Empowerment: Why Texas women get concealed handgun licenses

There's a myth among left-wing women on the coasts that right-wing women in the middle are somehow more oppressed or timid. Not at all, said a talk last year at the Annual Meeting of the American Sociological Association.

Instead, Texas women who hold concealed handgun licenses (CHLs) are motivated to do so by feelings of empowerment - and they don't feel like they need a man or police to defend them.

Nothing typified that mentality more than Annie Potts in the recent (and then gone) Texas-based show, "GCB". When her city-slicker daughter finds out her mother has two guns she says, "You have two guns? Mother, what are you afraid of?" The mother, played by Annie Potts, cocks the shotgun and says, "Not a damn thing."

That's empowerment, people.

In the United States, 47 percent of men but only 13 percent of women own a gun. According to gender sociologists, the disproportion is due to the association of guns with masculinity. But the number of female gun owners is rising.

In Texas, women obtained 190,000 out of the 800,000 CHLs issued between 1995 and 2009. Angela Stroud, a graduate student in the Department of Sociology at the University of Texas at Austin, interviewed 15 (yes, 15 - it's sociology, not science) Texas women who hold Concealed Carry, or CCW (carrying a concealed weapon) permits, to discover their motivations for becoming licensed. She found that gender played a central role, with guns reducing the significance of size and strength differences between men and women and decreasing women's feelings of helplessness.

"A mixture of motivations made the women feel empowered—the thrill of being good shooters, self-defense, and being different from 'other kinds of women'— and propelled them to want a license," said Stroud.

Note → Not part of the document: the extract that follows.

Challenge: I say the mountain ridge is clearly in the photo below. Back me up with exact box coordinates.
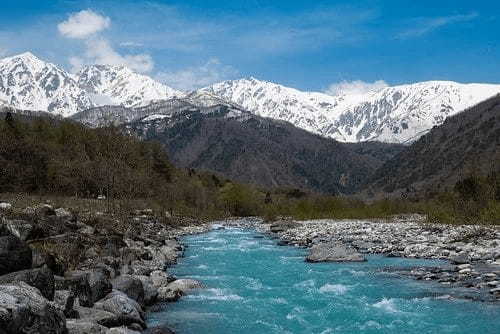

Women who break out of gender stereotypes also found they just enjoyed shooting tuns. "They were thrilled by their shooting competency because guns were marked as men's things. They developed a sense of confidence in their ability to defend themselves because they were personally rejecting the link between femininity and vulnerability."

Of course, sociologists are primarily anti-gun so the inference was also that a permit to carry a gun leads to an increased fear of crime and sense of vulnerability when unarmed, which is like saying someone with a burglar alarm in their house feels scared in houses without burglar alarms. But licensing process does tell people not to carry a gun unless it is both armed and they are comfortable using it and sociologists worry it may be making people look for trouble - peoplr may find a reason to use a gun the same way sociologists use small survey results. According to Stroud, women may see carrying a gun as the only way to feel safe, a significant drawback to guns as a form of self-defense, though not as significant as not having one if a lunatic is shooting up a movie theater.